Alanis Morissette singles chronology
| "21 Things I Want in a Lover" (2002) | "Surrendering" (2002) | "Everything" (2004) |

= Surrendering (song) =

"Surrendering" is a song written by Alanis Morissette, and produced by her for her fifth album, Under Rug Swept (2002).

The song was the last Morissette wrote for the album. According to her, it is "about the gratitude that I feel for someone tapping into the courage that it takes to allow themselves to be loved and to ... listen to [their fears] and still move through them. And how thrilling it is for me to be able to be let in in that kind of way.
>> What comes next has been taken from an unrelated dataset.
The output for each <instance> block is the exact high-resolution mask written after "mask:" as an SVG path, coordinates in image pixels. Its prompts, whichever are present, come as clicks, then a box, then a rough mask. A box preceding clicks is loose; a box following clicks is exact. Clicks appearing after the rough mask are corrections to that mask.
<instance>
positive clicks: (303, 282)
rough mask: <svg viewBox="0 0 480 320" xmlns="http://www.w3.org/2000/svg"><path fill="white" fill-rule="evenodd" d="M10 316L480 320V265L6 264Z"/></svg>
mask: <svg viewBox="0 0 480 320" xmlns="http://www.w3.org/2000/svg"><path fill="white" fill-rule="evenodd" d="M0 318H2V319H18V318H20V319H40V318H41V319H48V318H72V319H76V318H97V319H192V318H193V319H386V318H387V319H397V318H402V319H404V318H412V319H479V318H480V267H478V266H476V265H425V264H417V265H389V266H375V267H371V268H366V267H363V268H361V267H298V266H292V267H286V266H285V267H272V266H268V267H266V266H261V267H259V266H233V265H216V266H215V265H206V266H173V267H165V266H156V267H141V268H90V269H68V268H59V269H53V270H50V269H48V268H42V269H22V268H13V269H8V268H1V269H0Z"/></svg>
And how healing it is ultimately for both the person I'm singing about and myself." She has described it as "a very peaceful, joyful song". The subject of "Surrendering" is a man Morissette was dating as of March 2002.

==Release and reception==
Entertainment Weekly cited the line "I embrace you for your faith in the face of adversarial forces that I represent" as an example of "some of the clumsiest lyrics to be heard on a pop record in years ... [it] may be an appropriate assessment of a relationship, but it's not a chorus." The Village Voice named it the best song on Under Rug Swept, saying it shows Morissette's "gift for the all-time pop melody". NME wrote that "Surrendering" and "Hands Clean", another track on the album, were "overwrought folk-rock [that is] destined for a thousand
organic juice bars."

"Surrendering" was released to radio as the album's third single in Canada in September 2002 (see 2002 in music). By March 2003 it had reached the top ten on the playlists of radio stations such as Mix 96 and Énergie. No music video was released.